I pulled three boards from the bedroom floor and deposited everything between the beams. Then I replaced the boards with such skill and cunning that no human eye – not even his – could detect anything wrong. There was nothing to be washed – no stains of any kind – no marks of blood. I had been very cautious. A tub had absorbed everything – ha! there is!
When I finished all that work, it was four o’clock – still as dark as midnight.
When the bell rang, there was a knock at the front door. I went down to open it with a light heart – for what now did I have to fear? Three men entered, who presented themselves, perfectly smoothly, as police officers. A shout had been heard by a neighbor during the night; suspicions of betrayal had been raised; a complaint had been filed with the police station and they (the police) had been tasked with examining the location.
I smiled – what did I have to fear? I welcomed you. The cry, he said, was mine, in a dream. The old man, I mentioned, was out in the field. I followed my visits throughout the house. I encouraged them to search – to search well. I finally took them to his room. I showed them their treasures, safe, undisturbed. In the excitement of my confidence, I took chairs to the bedroom and invited them to rest there from their duties, while myself, in the mad audacity of perfect triumph, I installed my own chair exactly where the victim’s corpse rested.
The officers were satisfied. My ways had convinced them. I was quite at ease. They sat down and, while I responded excitedly, they talked about familiar things. But soon after, I felt myself go pale and wished they were gone. My head hurt and it seemed to ring in my ears; but they remained seated and continued to speak. The tinnitus became clearer – it continued and it became clearer: I spoke more vividly to get rid of the sensation: but it continued and settled in – until, after all, I discovered that the noise was not inside my ears.

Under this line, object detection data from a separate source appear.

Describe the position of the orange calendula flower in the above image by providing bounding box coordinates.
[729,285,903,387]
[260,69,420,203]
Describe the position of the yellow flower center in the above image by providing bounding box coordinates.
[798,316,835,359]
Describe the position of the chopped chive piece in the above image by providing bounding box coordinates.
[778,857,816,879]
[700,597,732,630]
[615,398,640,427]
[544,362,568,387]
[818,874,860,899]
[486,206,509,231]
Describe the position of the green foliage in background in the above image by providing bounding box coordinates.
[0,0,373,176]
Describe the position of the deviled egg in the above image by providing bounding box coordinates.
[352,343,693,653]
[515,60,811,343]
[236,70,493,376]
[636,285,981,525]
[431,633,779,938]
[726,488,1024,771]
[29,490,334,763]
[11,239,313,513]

No doubt now, I was very pale; but I spoke more fluently, and in a louder voice. But the sound grew – and what could I do? It was a low, dull, fast sound – much like the sound of a watch when wrapped in cotton. I gasped for air, and the cops still couldn’t hear him. I spoke faster, more loudly, but the noise continued to grow. I got up and discussed trifles, in a loud tone and gesturing with emphasis; but the noise continued to grow. Why couldn’t they go? I paced back and forth in large, heavy steps, as if the men’s observations infuriated me, but the noise continued to grow. My goodness! What could I do? I frothed – shouted – cursed! I shook the chair I had been sitting on and dragged it across the boards, but the noise drowned out everything and continued to grow. It got louder – louder – louder! And the men were still talking animatedly, and smiling. Could it be possible that they did not hear? Almighty God! – no, no? They heard! – they suspected! – they knew! – They were mocking my horror! – So I thought and so I think. But anything would be better than this agony! Anything would be more tolerable than this mockery. I couldn’t take those hypocritical smiles any longer! I felt I needed to scream or die! – and now – again – listen! higher! higher! higher! higher!
– Miserable! – I screamed – Don’t disguise anymore! I admit what I did! lift the boards! – here here! – are the beating of the horrendous heart!
Text extracted from the book “The best tales of madness”, Ediouro – 2007, p. 175, organized by Flávio Moreira da Costa; translation by Celina Portocarrero.